Thanks Neuro. There are several of us birders in CR who use the 5DSR because of its spectacular resolution and really rather good AF. We tend to time our shots rather than spray and pray. It has 5 fps for a second or two without problems.


----------



## AlanF (Sep 10, 2019)

scyrene said:


> As a general point, I'd be surprised if a high resolution body comes with a fast fps downsampled/cropped mode, even though I'd like it myself - why would they give us effectively two bodies in one? If they can sell a fast action body *and* a slower high res one, why would they do themselves out of a sale by making the latter ape the former? Just a thought. (I know some other companies do this(?) but it doesn't make business sense in Canon's lineup as far as I can see).

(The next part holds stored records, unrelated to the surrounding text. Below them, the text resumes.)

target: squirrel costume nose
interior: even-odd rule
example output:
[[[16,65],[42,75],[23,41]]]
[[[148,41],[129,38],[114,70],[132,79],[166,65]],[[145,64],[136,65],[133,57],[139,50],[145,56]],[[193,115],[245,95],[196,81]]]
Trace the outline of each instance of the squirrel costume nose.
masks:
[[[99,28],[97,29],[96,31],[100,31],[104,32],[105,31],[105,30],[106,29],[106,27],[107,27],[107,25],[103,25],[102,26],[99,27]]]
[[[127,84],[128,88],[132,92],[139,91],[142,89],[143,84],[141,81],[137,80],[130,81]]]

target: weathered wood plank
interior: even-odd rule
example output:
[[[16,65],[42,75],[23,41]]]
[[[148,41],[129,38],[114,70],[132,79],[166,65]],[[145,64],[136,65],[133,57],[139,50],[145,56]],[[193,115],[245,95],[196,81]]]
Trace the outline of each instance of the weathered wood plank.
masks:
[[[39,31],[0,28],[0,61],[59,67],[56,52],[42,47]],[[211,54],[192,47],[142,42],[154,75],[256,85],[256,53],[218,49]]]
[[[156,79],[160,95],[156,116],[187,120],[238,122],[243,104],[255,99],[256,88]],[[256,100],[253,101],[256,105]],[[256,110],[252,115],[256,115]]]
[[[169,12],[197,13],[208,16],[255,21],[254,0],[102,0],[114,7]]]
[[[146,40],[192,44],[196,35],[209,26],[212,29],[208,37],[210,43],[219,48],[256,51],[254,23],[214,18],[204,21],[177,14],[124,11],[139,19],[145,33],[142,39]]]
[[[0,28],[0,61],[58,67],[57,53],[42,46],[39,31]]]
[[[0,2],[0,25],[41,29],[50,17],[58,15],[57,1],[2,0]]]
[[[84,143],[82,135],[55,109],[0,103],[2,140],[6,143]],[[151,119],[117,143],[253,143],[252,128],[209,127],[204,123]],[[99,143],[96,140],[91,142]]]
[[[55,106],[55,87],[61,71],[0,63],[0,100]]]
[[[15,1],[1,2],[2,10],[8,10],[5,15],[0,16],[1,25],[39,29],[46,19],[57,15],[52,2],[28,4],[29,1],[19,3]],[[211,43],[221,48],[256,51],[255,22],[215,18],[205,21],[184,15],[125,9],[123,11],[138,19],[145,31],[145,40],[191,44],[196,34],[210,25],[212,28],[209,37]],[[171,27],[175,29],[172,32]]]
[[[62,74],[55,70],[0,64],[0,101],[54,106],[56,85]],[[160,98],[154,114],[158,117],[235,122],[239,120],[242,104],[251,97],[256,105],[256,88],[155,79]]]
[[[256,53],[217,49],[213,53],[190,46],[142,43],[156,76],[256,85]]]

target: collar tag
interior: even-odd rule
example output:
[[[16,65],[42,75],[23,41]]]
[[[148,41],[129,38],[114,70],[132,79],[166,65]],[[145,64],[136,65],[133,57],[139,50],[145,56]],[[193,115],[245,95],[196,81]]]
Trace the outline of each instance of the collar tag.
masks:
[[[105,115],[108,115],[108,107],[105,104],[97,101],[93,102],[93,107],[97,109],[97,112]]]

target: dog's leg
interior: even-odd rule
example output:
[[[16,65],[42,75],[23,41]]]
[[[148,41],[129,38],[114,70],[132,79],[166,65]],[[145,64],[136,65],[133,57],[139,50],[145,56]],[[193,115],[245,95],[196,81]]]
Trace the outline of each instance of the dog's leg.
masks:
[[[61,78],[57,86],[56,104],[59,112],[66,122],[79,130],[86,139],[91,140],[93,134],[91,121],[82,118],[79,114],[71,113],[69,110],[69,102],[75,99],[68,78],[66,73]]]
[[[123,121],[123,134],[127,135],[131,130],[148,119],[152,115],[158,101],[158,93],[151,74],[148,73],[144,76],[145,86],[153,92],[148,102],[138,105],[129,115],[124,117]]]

Sony does that with A7RIV. It's silly for a manufacturer to ignore the innovations of others. Sony certainly knocks off everything it can from Canon - its 100-400mm even has the same little window at the bottom of the hood for rotating filters. A $3000+ body with APS-C capabilities is not going to displace $1000+ APS-Cs to my naive thinking.


----------



## koenkooi (Sep 10, 2019)

AlanF said:


> Sony does that with A7RIV. It's silly for a manufacturer to ignore the innovations of others. Sony certainly knocks off everything it can from Canon - its 100-400mm even has the same little window at the bottom of the hood for rotating filters. A $3000+ body with APS-C capabilities is not going to displace $1000+ APS-Cs to my naive thinking.



But would it impact the sales of other high-FPS bodies, like the 1D series or allrounders like the 5D?


----------



## Don Haines (Sep 10, 2019)

Jasonmc89 said:


> People who complain about not having 2 card slots are the same people that panic buy 14 cans of spam when a storm is forecast.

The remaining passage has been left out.